Historical Evolution of Fibromyalgia (FM):
Symptoms of fibromyalgia were first described in the early 1800s. Physicians recognized the signs and symptoms of what we now call fibromyalgia and used the term muscular rheumatism, to describe the same condition. It has also been called chronic rheumatism, myalgia, and fibrositis. (De Blecourt & Knipping, 2002). Yet other names have been used by the medical profession, to describe the different forms of non-articular rheumatism: fibrositis syndrome, interstitial myofibrositis, Muskelschwiele (muscle callus or welt), myogelosen (muscle gelling), Muskelh rten (muscle hardening), muscular rheumatism, non-articular rheumatism, or Weichteil rheumatismus (soft-tissue rheumatism), myofascial (pain) syndrome, myofascitis, or trigger points, and myalgia or myalgic spots. (De Blecourt & Knipping, 2002).

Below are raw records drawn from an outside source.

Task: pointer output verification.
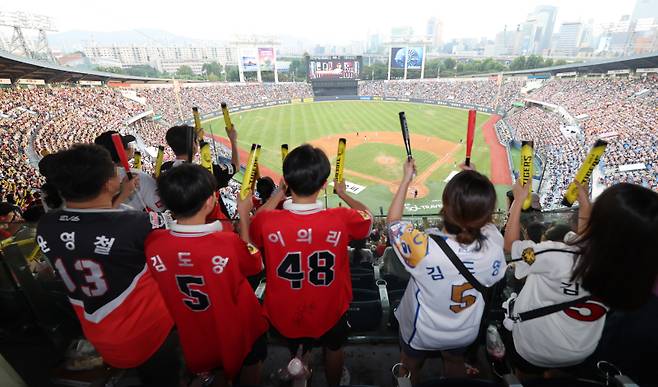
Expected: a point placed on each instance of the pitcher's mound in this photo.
(386, 161)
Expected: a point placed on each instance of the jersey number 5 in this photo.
(462, 301)
(320, 265)
(194, 299)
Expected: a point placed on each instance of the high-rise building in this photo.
(569, 39)
(545, 20)
(645, 9)
(434, 31)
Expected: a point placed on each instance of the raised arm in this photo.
(397, 205)
(513, 227)
(233, 137)
(341, 191)
(244, 210)
(585, 207)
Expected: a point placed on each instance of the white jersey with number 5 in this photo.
(440, 310)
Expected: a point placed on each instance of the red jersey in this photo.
(99, 255)
(202, 273)
(307, 266)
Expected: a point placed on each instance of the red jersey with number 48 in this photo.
(202, 273)
(307, 266)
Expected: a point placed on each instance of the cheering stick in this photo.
(405, 134)
(340, 161)
(158, 161)
(138, 160)
(197, 122)
(469, 136)
(227, 118)
(250, 171)
(121, 151)
(527, 153)
(584, 172)
(284, 152)
(190, 144)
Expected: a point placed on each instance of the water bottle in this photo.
(495, 346)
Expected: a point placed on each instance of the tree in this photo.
(449, 64)
(184, 72)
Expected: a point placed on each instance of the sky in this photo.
(326, 21)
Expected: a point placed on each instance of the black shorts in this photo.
(258, 351)
(333, 339)
(515, 359)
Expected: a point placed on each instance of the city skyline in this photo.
(338, 25)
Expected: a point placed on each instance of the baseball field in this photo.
(375, 151)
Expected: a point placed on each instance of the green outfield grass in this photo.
(305, 122)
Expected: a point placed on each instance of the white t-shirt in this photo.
(559, 339)
(148, 189)
(440, 310)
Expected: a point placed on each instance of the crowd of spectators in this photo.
(483, 92)
(621, 110)
(164, 101)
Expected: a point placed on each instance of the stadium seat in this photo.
(365, 312)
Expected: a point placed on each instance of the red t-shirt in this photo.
(307, 265)
(99, 255)
(201, 273)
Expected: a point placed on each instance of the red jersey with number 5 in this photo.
(307, 266)
(202, 273)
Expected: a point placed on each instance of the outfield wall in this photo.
(218, 113)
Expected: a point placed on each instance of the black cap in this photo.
(7, 208)
(105, 140)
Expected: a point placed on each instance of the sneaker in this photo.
(345, 378)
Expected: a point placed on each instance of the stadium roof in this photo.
(15, 67)
(598, 66)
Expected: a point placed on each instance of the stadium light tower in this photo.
(18, 44)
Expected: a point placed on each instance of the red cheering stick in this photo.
(121, 151)
(469, 136)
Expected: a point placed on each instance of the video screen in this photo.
(334, 67)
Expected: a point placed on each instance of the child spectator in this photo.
(440, 310)
(307, 267)
(99, 254)
(201, 272)
(586, 273)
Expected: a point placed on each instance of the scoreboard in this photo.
(334, 67)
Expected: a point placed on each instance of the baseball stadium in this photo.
(329, 227)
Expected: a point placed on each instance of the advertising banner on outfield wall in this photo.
(414, 58)
(266, 59)
(398, 57)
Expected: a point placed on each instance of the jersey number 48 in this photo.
(320, 269)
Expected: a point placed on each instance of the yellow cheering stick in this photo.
(227, 118)
(340, 161)
(527, 153)
(197, 123)
(250, 171)
(158, 161)
(137, 160)
(284, 152)
(585, 171)
(206, 155)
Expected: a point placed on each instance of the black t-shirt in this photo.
(99, 253)
(222, 172)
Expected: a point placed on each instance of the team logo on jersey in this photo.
(528, 255)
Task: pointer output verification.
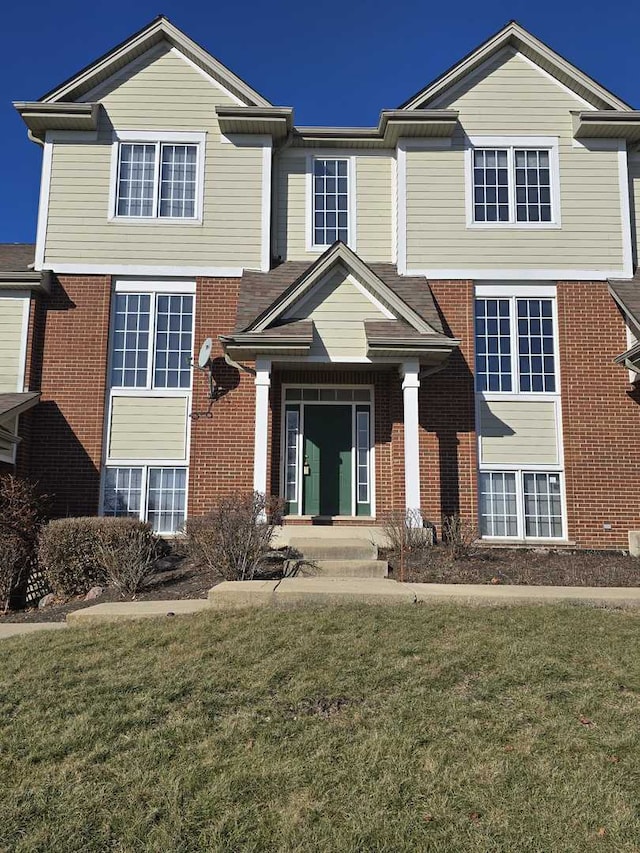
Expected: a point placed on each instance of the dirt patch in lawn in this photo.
(533, 567)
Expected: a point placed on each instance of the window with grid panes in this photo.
(152, 340)
(526, 324)
(512, 185)
(330, 201)
(157, 180)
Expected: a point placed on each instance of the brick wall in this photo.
(448, 447)
(67, 362)
(221, 460)
(601, 418)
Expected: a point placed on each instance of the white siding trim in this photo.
(548, 143)
(506, 289)
(267, 158)
(43, 203)
(401, 156)
(625, 212)
(521, 274)
(134, 269)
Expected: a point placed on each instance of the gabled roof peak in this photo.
(515, 35)
(158, 30)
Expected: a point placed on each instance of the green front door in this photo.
(327, 460)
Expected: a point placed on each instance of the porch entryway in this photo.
(328, 448)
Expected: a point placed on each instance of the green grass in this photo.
(444, 728)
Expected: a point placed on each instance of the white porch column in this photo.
(410, 384)
(261, 445)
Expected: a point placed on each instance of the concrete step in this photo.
(347, 569)
(334, 549)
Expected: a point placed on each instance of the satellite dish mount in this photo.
(205, 365)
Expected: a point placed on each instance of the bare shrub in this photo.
(130, 559)
(233, 539)
(22, 512)
(72, 550)
(458, 537)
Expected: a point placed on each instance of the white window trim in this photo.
(548, 143)
(157, 137)
(519, 471)
(311, 246)
(152, 289)
(513, 294)
(144, 496)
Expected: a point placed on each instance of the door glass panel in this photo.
(291, 455)
(362, 455)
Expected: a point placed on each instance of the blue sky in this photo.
(335, 63)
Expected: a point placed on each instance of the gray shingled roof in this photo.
(16, 257)
(258, 291)
(628, 293)
(11, 401)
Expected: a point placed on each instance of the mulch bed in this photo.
(178, 577)
(532, 567)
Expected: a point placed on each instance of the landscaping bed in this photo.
(535, 567)
(439, 727)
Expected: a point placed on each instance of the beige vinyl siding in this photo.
(338, 310)
(12, 343)
(373, 208)
(148, 428)
(634, 180)
(514, 99)
(167, 94)
(518, 432)
(7, 448)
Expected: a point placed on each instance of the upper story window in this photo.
(514, 184)
(331, 201)
(158, 179)
(152, 340)
(515, 345)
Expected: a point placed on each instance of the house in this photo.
(436, 314)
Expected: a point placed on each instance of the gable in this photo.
(510, 95)
(338, 308)
(164, 90)
(337, 298)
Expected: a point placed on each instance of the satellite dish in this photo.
(205, 353)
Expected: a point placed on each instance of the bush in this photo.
(22, 511)
(78, 553)
(233, 539)
(129, 561)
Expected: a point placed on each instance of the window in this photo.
(521, 504)
(498, 504)
(156, 495)
(330, 215)
(152, 340)
(159, 179)
(520, 326)
(513, 185)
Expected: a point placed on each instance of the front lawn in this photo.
(434, 728)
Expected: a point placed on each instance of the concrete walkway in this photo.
(16, 629)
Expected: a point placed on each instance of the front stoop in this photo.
(319, 590)
(350, 557)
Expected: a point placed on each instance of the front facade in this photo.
(438, 314)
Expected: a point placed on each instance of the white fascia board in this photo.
(142, 270)
(519, 275)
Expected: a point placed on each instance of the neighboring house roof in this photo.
(158, 30)
(515, 36)
(14, 404)
(16, 257)
(627, 295)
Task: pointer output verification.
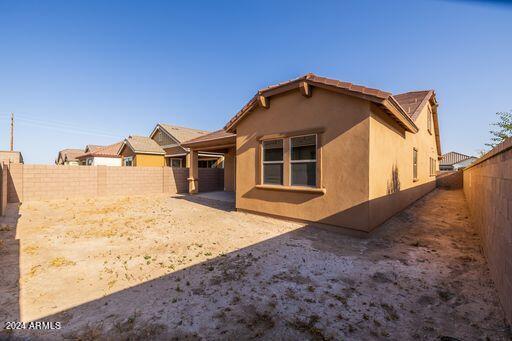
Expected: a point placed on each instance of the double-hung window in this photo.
(273, 162)
(176, 163)
(303, 160)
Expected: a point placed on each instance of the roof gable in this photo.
(177, 133)
(381, 98)
(142, 145)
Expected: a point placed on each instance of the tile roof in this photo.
(382, 98)
(452, 158)
(70, 154)
(106, 151)
(143, 144)
(414, 101)
(216, 135)
(182, 134)
(92, 147)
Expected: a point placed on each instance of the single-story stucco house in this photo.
(141, 151)
(100, 155)
(68, 156)
(320, 150)
(455, 161)
(170, 137)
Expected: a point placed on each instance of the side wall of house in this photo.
(392, 187)
(344, 158)
(488, 190)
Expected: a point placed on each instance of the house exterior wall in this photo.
(488, 191)
(392, 187)
(464, 164)
(143, 160)
(344, 158)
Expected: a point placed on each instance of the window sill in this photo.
(299, 189)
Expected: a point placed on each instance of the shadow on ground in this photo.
(422, 276)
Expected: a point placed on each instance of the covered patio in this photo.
(221, 142)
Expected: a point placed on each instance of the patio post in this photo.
(193, 174)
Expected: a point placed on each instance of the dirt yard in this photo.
(189, 268)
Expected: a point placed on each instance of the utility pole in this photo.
(12, 132)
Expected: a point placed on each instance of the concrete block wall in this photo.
(488, 191)
(47, 182)
(450, 180)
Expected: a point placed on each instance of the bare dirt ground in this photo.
(186, 268)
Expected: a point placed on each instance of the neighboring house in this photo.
(101, 155)
(170, 137)
(455, 161)
(7, 156)
(325, 151)
(141, 151)
(68, 157)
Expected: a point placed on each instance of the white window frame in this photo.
(176, 158)
(263, 162)
(302, 161)
(128, 158)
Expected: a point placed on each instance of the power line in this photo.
(63, 129)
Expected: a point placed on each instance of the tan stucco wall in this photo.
(229, 170)
(392, 187)
(345, 155)
(149, 160)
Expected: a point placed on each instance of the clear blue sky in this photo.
(96, 71)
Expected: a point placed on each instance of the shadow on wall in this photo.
(9, 266)
(363, 217)
(394, 183)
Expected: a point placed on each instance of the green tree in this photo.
(502, 129)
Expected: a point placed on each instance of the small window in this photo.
(176, 163)
(273, 162)
(128, 161)
(429, 120)
(415, 164)
(303, 160)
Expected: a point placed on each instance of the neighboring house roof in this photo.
(219, 136)
(383, 99)
(92, 147)
(181, 134)
(142, 145)
(106, 151)
(414, 101)
(452, 158)
(69, 154)
(9, 156)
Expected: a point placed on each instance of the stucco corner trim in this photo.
(299, 189)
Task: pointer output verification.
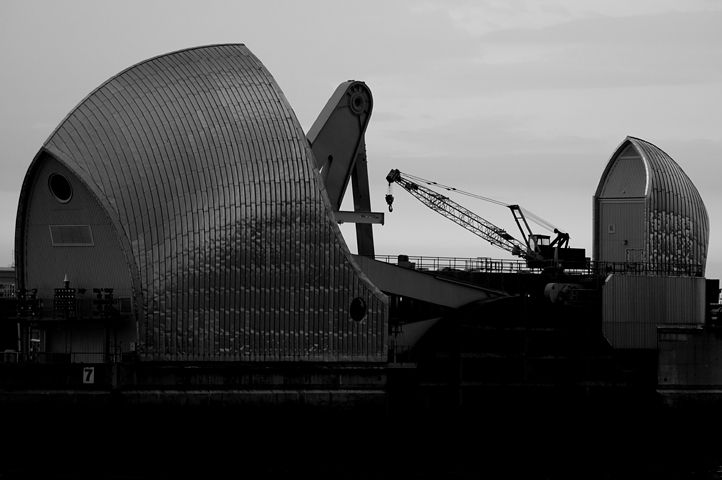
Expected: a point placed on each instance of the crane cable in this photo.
(530, 215)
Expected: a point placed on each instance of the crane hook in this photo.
(390, 199)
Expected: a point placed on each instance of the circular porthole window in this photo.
(60, 188)
(358, 309)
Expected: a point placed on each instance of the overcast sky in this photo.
(523, 101)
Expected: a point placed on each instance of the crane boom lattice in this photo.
(464, 217)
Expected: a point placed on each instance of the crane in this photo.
(535, 248)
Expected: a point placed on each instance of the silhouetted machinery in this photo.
(536, 249)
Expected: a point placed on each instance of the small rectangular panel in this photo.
(71, 236)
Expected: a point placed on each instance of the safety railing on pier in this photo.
(490, 265)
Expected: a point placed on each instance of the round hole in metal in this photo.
(60, 188)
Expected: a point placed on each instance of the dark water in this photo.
(164, 442)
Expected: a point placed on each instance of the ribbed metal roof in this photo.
(203, 168)
(676, 220)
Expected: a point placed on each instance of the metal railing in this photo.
(116, 356)
(490, 265)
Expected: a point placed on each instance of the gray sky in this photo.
(523, 101)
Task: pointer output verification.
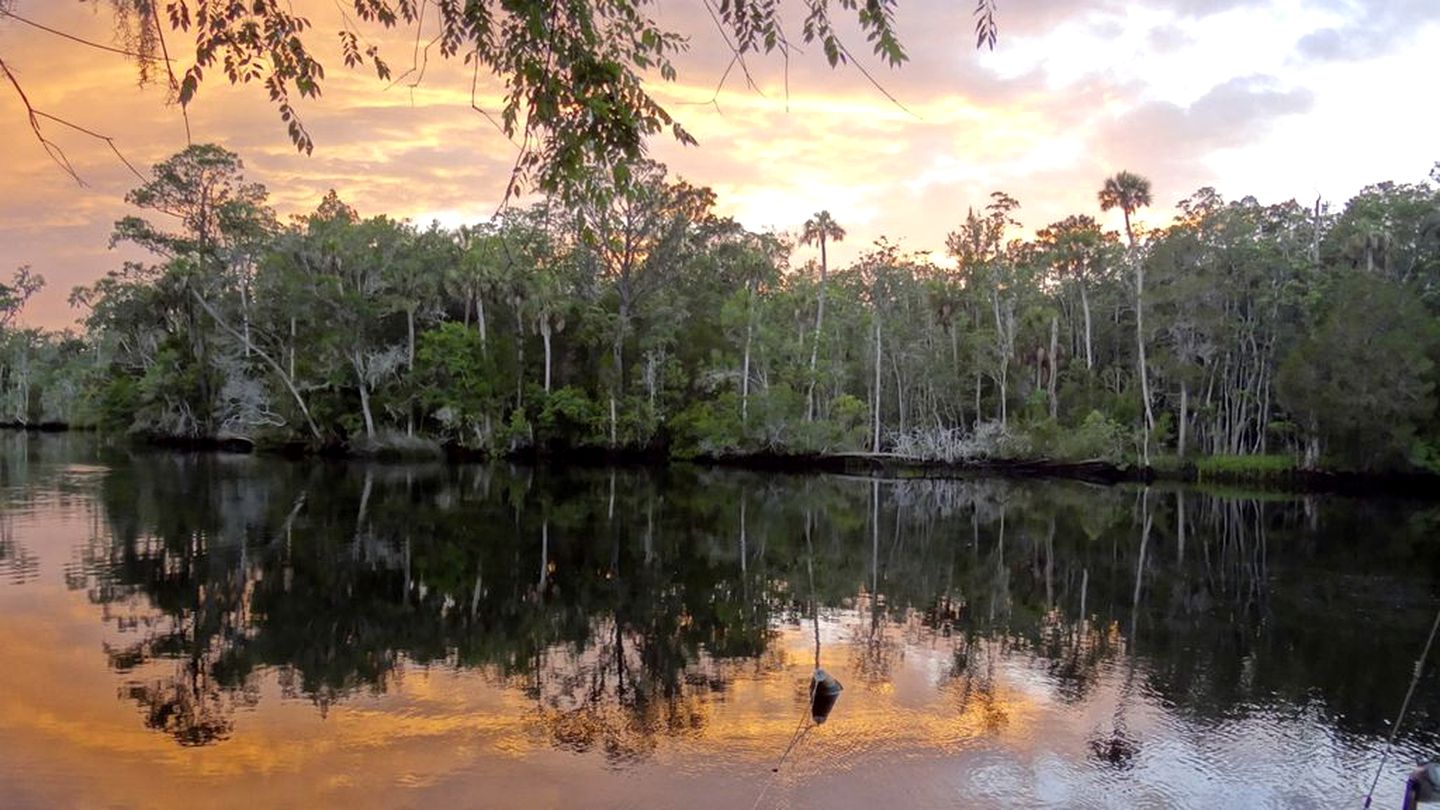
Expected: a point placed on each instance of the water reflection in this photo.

In the early years, physicians attributed the painful condition to the stresses and strains of modern life. They also often ascribed to it a psychosomatic origin, and some believe that it is psychological in nature. Others attributed it to an inflammation in the body's fibrous tissue. A review of the research has indicated that as many as 80% of people diagnosed with fibromyalgia also have chronic fatigue syndrome; likewise, about 80% suffer from chronic headaches; 75% have temporo-mandibular disorders, up to 60% have irritable bowel syndrome, and 33% have multiple chemical sensitivity. (De Blecourt & Knipping, 2002).
Fibromyalgia (FM) was often misdiagnosed before the 1980's, because there is no clear diagnostic procedure, either based on X-rays or through laboratory tests. There is no diagnostic marker in the blood. (Overview: What is Fibromyalgia?, 2001). Also, people with FM often look healthy. The etiology of fibromyalgia syndrome still remains elusive, and the absence of a uniform pathophysiogical basis to the condition means that it cannot be regarded as a distinctive disease.
In 1824, a doctor in Edinburgh described 'tender points' in the body. In 1880, a psychiatrist in the United States described the same conditions - a collection of symptoms consisting of fatigue, widespread pain, and psychological disturbances - and called it neurasthenia, and attributed it to physical and mental stress. (Nagy, D.K., 2002).
In 1904, Sir William Gowers used the term "fibrositis" in a paper on lumbago, to refer to the sore points found in patients suffering from muscular rheumatism. He described muscular rheumatism as an inflammation of fibrous tissue of the muscle, and explained that the inflammation in lumbago originated behind the sacrum and spread to the fibrous sheath of the sciatic nerve, resulting in widespread pain. According to Gowers, factors, which precipitate the symptoms, included exposure to cold, and acute and chronic muscular over strain. (Stonecypher, S.M., 1999).